Tuesday, February 26, 2008

Online News Assn. organizing social network

The Online News Association is pursuing a couple of initiatives that civic/citizen journalism educators might be interested in knowing about.

One of them is an online network, akin to LinkedIn, that ONA has set up using an interim site on Ning, the free social-networking site.

It can be accessed at:

According to Jody Brannon of ONA, here’s how the educators can use it.

"From the main page, under GROUPS, you’ll find various categories, especially Teaching Online Journalism. This will be our online clubhouse, so to speak, where we’ll be able to contribute and organize our efforts. To start, I’ve created four discussions, related to syllabi, research, experts and student groups. Each of those arenas has two leaders so far, but we can certainly tap into the expertise around the academic and professional communities. Maybe that’s you?"

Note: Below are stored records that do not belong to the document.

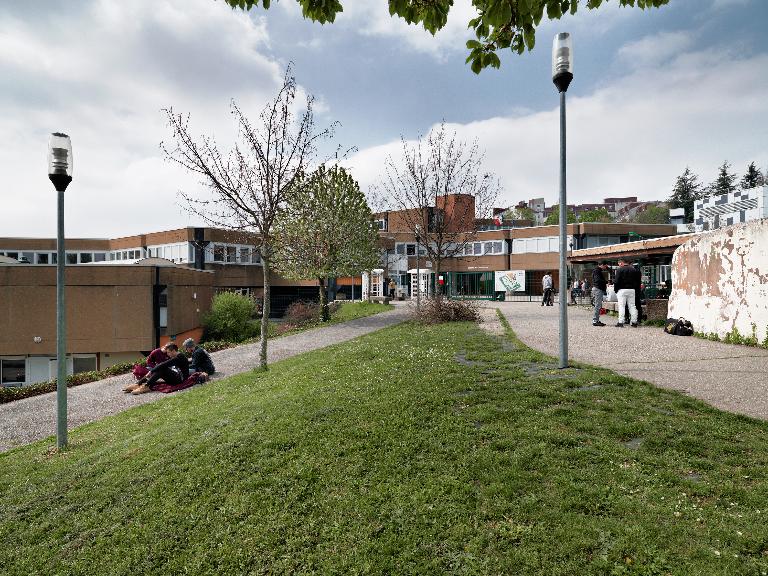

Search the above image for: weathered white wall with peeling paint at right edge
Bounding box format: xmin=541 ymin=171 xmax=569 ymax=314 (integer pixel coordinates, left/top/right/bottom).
xmin=669 ymin=219 xmax=768 ymax=341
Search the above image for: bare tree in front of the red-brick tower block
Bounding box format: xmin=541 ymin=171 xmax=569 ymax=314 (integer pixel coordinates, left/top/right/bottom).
xmin=373 ymin=123 xmax=501 ymax=293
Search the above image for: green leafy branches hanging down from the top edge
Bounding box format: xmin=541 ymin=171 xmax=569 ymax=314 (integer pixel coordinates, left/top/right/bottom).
xmin=226 ymin=0 xmax=669 ymax=74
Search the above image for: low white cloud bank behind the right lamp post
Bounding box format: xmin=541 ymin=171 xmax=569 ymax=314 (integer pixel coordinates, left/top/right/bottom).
xmin=349 ymin=44 xmax=768 ymax=212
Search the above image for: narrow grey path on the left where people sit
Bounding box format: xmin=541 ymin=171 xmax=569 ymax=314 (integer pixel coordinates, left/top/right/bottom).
xmin=0 ymin=302 xmax=411 ymax=452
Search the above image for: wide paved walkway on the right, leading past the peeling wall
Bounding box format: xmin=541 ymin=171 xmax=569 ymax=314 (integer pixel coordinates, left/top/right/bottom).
xmin=489 ymin=302 xmax=768 ymax=420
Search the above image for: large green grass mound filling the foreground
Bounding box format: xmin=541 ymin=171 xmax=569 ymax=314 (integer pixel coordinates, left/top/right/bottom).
xmin=0 ymin=324 xmax=768 ymax=576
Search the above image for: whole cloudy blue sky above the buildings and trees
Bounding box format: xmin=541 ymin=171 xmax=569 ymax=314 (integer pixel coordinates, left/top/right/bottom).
xmin=0 ymin=0 xmax=768 ymax=238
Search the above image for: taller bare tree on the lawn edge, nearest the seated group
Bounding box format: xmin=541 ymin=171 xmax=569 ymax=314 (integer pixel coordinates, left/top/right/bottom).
xmin=160 ymin=65 xmax=333 ymax=369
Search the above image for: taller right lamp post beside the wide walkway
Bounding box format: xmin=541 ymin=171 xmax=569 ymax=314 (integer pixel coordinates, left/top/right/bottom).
xmin=552 ymin=32 xmax=573 ymax=368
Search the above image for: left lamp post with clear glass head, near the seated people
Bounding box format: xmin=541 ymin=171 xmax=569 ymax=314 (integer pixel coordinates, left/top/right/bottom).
xmin=48 ymin=132 xmax=72 ymax=449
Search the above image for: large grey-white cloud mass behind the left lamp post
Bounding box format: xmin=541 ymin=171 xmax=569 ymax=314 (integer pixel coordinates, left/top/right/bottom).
xmin=0 ymin=0 xmax=282 ymax=237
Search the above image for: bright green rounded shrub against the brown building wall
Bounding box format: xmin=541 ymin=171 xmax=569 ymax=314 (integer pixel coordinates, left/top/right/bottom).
xmin=203 ymin=292 xmax=259 ymax=342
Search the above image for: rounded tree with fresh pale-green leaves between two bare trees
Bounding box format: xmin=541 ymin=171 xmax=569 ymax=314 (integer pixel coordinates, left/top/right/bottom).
xmin=274 ymin=166 xmax=379 ymax=322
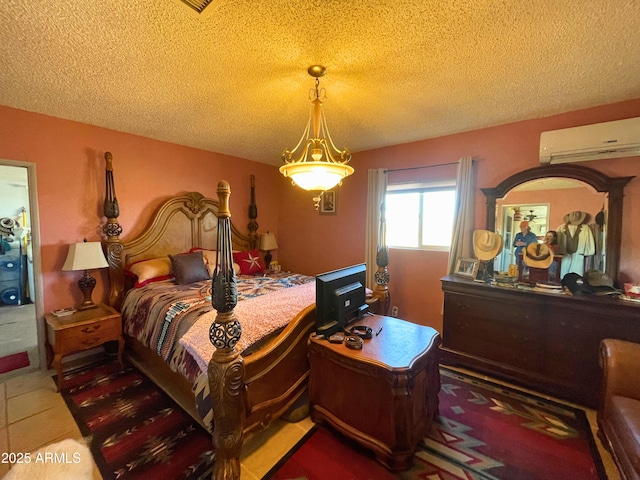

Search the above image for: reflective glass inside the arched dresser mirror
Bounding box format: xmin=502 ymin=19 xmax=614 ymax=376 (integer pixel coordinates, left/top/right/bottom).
xmin=494 ymin=177 xmax=607 ymax=274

Jody also notes that a conference call to update everyone on efforts is planned for 4 p.m. Wednesday Feb. 27. I didn't want to post the phone number and access code here in public, but anyone from CCJIG who wants to take part may e-mail me and I'll forward Jody's e-mail with the information.

Monday, February 18, 2008

Two articles of interest in latest AJR

Two articles in the current edition of American Journalism Review focus on some of the positive things occuring with interactive, participatory journalism.

The lead article in the Drop Cap section of the magazine, titled "Joining the Conversation: Newspapers are establishing blogs to talk to readers about their concerns" explores the use of editors' blogs or transparency blogs

The article notes that "Once more likely to circle the wagons than engage in conversation, newspapers have moved in recent years to become more transparent, and top editors like [Raliegh News & Observer's John] Drescher are increasingly reaching out to readers via blogs."

The full article can be found at:

In the same issue, Carl Sessions Stepp's regular book column discusses a new offering from Northwestern University's Michele Weldon titled Everyman News: The Changing American Front Page (published by University of Missouri Press). According to Stepp, the book "argues that a content revolution is taking place in plain sight that will transform media and could help save newspapers." He further quotes from the book that this revolution, is a "revived journalistic reverence for the individual" and "the concurrent explosion in marketing of the stories of ordinary people."